Just finished e. lockhart’s We Were Liars. Utterly unsettling. I mean that in a good way. More on it later.
And a heads-up for you.
I got an email from FutureLearn about this upcoming course—Literature of the English Country House—and I honest-to-God squealed.
We’ll be using a wide range of texts spanning the history of literature from Thomas More’s ‘Utopia’ to Oscar Wilde’s ‘Canterville Ghost’. Along the way we will examine sections from a play by Shakespeare, poetry by Margaret Cavendish, and brief passages from novels by Jane Austen, and Charles Dickens. We will even look at fiction by a country house resident Georgiana, Duchess of Devonshire.
Starts June 2. Thought you might like to know.
Here’s a little moment in time. Right after I read The Little Fur Family to Huck (for the first time!) the other day, he wanted to read it himself. This is one of my favorite picture books to read with very young kids, and I can’t imagine how it slipped past Huck until now—I found this copy of the book at the bottom of a box of toys earlier in the week. Of course the very best edition is the tiny one with the faux-fur cover. It’s around here somewhere, but I don’t recall seeing it in ages. It’s probably under a bed.
Anyway, when I grabbed my boy for the read-aloud, he was reluctant to listen, as he very often is right at the beginning. And then, as nearly always happens, before I finish the first page, he’s hooked. It went double this time around. He fell hard for the little fur child in the wild, wild wood, like so many before him.
I caught a good chunk of his reading on video. There’s background noise from his big sisters and brother, but you can hear him pretty well. I love watching the leaps kids make at this age—the substitutions where they think they see where the word is going and plug in one they know, like his “fun children” for “fur child” and “mom” for “mother.”
I don’t know if I caught this stage on video with any of the other kids. I have a pretty young Rilla reading an Ariel speech from The Tempest—you can’t hear much in the recording but it melts me to see the confidence with which she attacks some quite challenging text—but nothing, as far as I can recall, of the others at Huck’s stage. I’m glad I captured this much. Those sneezes!
I think I mentioned before that I’m trying to take a picture of all our readalouds—an easier way to record the books than writing them down.

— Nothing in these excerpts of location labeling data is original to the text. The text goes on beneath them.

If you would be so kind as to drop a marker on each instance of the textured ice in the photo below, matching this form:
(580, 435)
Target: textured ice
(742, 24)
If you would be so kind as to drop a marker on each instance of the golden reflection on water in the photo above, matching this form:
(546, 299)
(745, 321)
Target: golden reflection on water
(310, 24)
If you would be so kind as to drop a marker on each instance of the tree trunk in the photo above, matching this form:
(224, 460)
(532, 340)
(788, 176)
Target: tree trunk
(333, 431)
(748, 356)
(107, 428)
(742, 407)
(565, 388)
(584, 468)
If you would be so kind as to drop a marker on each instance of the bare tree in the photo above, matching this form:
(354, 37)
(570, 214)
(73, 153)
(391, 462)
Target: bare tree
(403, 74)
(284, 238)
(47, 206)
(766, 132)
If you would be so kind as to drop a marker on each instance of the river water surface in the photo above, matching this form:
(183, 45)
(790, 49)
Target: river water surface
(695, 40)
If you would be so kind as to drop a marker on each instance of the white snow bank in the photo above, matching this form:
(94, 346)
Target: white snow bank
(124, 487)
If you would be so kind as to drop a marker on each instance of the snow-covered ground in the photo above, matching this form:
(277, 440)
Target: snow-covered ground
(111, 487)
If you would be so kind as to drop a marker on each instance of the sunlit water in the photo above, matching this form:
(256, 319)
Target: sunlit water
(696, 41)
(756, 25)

These are a few of our recent lineups. All out of order, but the dates don’t matter, do they?
Rilla is so in love with the Post-Impressionists right now. I kept saying, We need to go to the library to get the Katie books, and then a bunch of things slid off a shelf and there was this one right on top. I’d forgotten we owned a copy!

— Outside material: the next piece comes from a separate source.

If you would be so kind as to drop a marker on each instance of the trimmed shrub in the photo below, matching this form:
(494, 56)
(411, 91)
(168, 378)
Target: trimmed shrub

The Grey Lady and the Strawberry Snatcher fills me with all kinds of warm, wistful feelings. One of my first-ever purchases from Chinaberry, I believe, way back in the day. How many hundreds of times have I pored over its pictures with a wonder-eyed little one?
Okay, this one—a stunner. At the Same Moment, Around the World. Just what it sounds like: one moment in time, chronicled time zone by time zone, country by country, in beautiful illustrations full of cheer and heart, and rich in visual detail. We’re in love. (It doesn’t come out until March; this is a review copy.)
Cat Says Meow is charming, too, a bit of typographical fun that tickled Rilla’s funnybone especially.
Linnea is another one that carries me back to earlier days—in this case, before I even had children. I bought my copy of Windowsill Garden with my employee discount at the children’s bookstore where I worked during grad school. I grew millions of houseplants in those days, and Linnea was a girl after my own heart.
And these two, oh how beloved. Rilla and I read a chapter of each, every day (or nearly so). She was skeptical about Milly-Molly-Mandy at first—the cover didn’t do much for her—but I started reading the first chapter and as I suspected, she was swept right up by the magic of MMM holding all those separate errands in her head. And then chapter two, when Milly-Molly-Mandy has to decide how to spend a penny? I’m not being the slightest bit ironic: this is seriously captivating stuff. Every day I’m so excited when it’s time to curl up for our double-header.